We also don’t bale it – most people think that hay must be baled, but before the advent of equipment most of it was stacked or put up loose in barns.  So far, we’ve done loose hay, but this year, I’m going to try and build a haystack – properly done, it should shed rain and allow me to keep the hay outside.  Whether I’ll do it properly is another issue altogether – like many things we do for the first time, I anticipate difficulties.  But that’s ok, there’s a second cutting yet to come, and that’s the stuff that matters more.  If my stack fails with the first cutting, I won’t have lost anything – it can always become mulch.

My husband loves to hay – I honestly don’t, although I enjoy it for a while.  Because good hay is put up in  hot weather, I get grumpy – I joke that I’m basically a mushroom, who prefers her weather cool, shady and damp ;-) .  These are not, however, haying conditions.  By lunchtime, I was happy to come in and find some shade.  The afternoon will be spent doing less strenuous things – if it was 2 weeks ago, we’d be pushing flat out.  But since the hay is late and already has seed heads, we know its nutritional value is lower than it would have been if cut earlier, so most of this will probably end up as bedding.  There’s really no huge rush, except to get the grass ready for its second cut, the one we will want the goats to eat.  I can afford to cool off and homeschool for a bit.  Still, there’s something satisfying about our harvest of grass – I know that my goats will be kept dry and warm on this, and the second cutting will help feed them.   The reality is this is just another form of food preservation.

The goats follow me in the field, mystified as I swing my body and the scythe round – what on earth am I doing?  Why am I messing with their grass?  The scythe makes a peculiar sound, something like “Wssshhht” when it slices through the grasses.  We’ll leave the grass to dry a bit, and then rake it into windrows to dry further.  The kids like to help with this chore – and the raking I do enjoy.   

I hay in a long, very ratty pink skirt that is used only for dirty garden chores, a t-shirt, and my hair bound up in a kerchief – dressed this way, I don’t look that different than the women of Wordsworth’s days.

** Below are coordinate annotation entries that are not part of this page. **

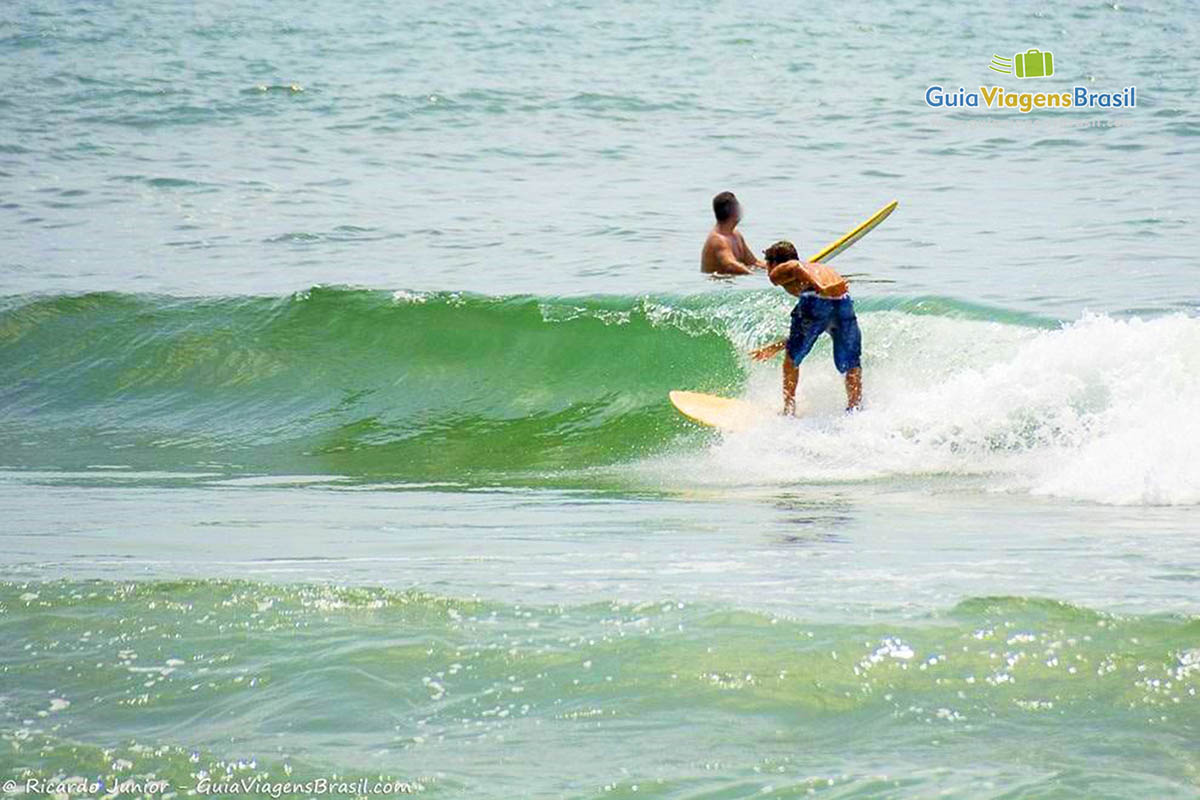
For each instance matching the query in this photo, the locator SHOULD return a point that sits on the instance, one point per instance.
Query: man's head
(726, 209)
(779, 252)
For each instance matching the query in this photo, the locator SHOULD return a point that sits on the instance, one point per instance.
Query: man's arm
(786, 272)
(754, 259)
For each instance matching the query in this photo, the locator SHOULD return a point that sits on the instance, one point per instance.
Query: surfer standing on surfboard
(823, 305)
(726, 251)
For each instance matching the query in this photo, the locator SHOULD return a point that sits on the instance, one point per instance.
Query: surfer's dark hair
(724, 205)
(779, 252)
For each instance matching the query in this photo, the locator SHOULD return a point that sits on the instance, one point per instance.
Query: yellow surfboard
(856, 234)
(724, 413)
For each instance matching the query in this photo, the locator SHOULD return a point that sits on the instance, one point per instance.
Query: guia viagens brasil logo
(1032, 62)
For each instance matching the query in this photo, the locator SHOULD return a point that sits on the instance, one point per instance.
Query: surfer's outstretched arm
(786, 272)
(769, 350)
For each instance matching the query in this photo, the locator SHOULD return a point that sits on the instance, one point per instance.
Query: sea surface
(335, 342)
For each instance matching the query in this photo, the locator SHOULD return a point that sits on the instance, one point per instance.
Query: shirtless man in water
(726, 251)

I’m not trying to achieve nostalgia, just making use of a practical costume – the skirt keeps the grasses off my legs, but is cooler than pants, the bandana keeps my hair off my sweaty neck and reflects back some of the sun.  But there seems something appropriate that I look as old-fashioned as my act is.

The reason we put hay up this way is very simple – it is the only way we can make hay out of our own grass.  Once upon a time, a man hayed our property, but he no longer cuts hay for a living, and while we would contract with others to cut our small hayfield, we found that they never had time to do it when it most needed doing – our fields were too small to bother with.  So we started doing at least some of it ourselves.  It isn’t much – we still buy some hay from neighbors, but it is something, and it requires only our scythes, our time and the fairly simple mastery of an arcane art.